While the present invention has been shown and described with reference to certain preferred embodiments thereof, it will be understood by those skilled in the art that various changes in form and details may be made therein without departing from the spirit and scope of the invention as defined by the appended claims.

Claims

WHAT IS CLAIMED IS:

1. A housing apparatus of an outdoor communication device for receiving electronic parts for communication and thermal-emission devices therein, the housing apparatus comprising: a housing including an upper cover and a lower cover; a heat sink installed in the housing; a plurality of cavities formed between the housing and the heat sink in order to receive the thermal-emission devices therein in such a manner that the thermal-emission devices are attached to edges of the heat sink; and a blowing fan installed at a lower end of the housing in order to exhaust air to an exterior through the heat sink.

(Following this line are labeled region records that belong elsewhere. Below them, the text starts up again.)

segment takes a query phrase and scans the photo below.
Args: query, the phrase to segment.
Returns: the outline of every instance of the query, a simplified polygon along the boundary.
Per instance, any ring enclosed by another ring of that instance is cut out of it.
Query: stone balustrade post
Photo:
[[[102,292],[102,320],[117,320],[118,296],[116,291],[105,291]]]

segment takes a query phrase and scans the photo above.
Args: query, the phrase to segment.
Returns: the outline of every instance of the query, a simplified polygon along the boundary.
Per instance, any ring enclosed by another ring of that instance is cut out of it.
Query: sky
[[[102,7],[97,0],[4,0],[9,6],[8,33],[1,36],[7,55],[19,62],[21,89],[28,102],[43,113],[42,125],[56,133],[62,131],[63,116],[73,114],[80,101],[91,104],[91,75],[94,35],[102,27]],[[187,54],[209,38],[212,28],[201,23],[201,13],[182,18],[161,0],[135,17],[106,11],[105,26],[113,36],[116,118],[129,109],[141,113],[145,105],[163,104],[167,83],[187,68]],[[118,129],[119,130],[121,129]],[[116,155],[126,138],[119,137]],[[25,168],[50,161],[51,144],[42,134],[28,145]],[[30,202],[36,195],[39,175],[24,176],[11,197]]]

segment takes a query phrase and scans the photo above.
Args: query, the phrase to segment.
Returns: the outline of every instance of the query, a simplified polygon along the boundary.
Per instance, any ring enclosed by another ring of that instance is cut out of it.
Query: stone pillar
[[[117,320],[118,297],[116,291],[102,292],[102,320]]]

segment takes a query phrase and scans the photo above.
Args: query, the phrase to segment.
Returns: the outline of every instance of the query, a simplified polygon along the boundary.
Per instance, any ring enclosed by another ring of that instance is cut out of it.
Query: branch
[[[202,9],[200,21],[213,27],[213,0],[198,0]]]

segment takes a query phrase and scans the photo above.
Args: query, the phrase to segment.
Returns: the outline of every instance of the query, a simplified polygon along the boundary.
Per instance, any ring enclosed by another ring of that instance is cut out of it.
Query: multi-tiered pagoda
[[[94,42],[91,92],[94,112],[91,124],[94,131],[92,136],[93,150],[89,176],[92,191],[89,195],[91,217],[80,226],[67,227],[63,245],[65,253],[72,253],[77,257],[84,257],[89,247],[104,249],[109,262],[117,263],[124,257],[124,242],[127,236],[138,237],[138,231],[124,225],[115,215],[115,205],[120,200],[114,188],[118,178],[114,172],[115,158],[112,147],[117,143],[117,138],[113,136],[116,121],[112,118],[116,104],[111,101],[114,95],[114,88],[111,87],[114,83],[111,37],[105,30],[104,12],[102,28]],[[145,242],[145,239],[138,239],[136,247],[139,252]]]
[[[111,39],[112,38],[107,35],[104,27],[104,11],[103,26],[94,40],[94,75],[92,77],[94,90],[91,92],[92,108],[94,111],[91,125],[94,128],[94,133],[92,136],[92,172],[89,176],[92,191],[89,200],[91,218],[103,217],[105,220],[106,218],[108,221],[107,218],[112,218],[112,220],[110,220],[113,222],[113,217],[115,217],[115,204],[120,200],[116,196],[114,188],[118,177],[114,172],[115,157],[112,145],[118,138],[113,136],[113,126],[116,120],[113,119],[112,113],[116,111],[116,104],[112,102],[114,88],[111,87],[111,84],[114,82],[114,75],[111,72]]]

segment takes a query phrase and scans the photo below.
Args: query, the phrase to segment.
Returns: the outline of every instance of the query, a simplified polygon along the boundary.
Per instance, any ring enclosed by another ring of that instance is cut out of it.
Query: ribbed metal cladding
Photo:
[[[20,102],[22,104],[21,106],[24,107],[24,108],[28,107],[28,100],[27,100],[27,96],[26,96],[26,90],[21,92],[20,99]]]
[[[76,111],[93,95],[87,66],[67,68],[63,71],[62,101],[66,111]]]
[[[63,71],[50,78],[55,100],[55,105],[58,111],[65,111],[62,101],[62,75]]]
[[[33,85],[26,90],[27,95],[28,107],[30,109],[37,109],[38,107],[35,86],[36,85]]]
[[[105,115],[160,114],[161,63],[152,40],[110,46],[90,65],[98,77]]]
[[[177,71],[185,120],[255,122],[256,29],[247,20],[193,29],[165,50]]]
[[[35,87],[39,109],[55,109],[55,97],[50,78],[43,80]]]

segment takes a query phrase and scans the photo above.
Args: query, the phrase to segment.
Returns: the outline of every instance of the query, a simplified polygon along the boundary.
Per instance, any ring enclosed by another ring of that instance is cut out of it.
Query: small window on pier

2. The housing apparatus as claimed in claim 1, wherein the housing has a cylindrical shape.

3. The housing apparatus as claimed in claim 1, wherein the upper and lower covers have donut shapes, respectively.

4. The housing apparatus as claimed in claim 1, wherein the heat sink has a polygonal column shape.

5. The housing apparatus as claimed in claim 1, wherein the blowing fan is installed at an upper end, a lower end, or upper and lower ends of the housing.

6. The housing apparatus as claimed in claim 1, wherein the housing is

7. The housing apparatus as claimed in claim 1, further comprising a plurality of mounting brackets provided at a predetermined lateral portion of the housing in such a manner that the mounting brackets are screw-coupled with the housing so that the housing is coupled to an external column.

8. The housing apparatus as claimed in claim 1, wherein the upper and lower covers are formed at predetermined lateral portions thereof with coupling sections such that mounting brackets are screw-coupled with the coupling sections.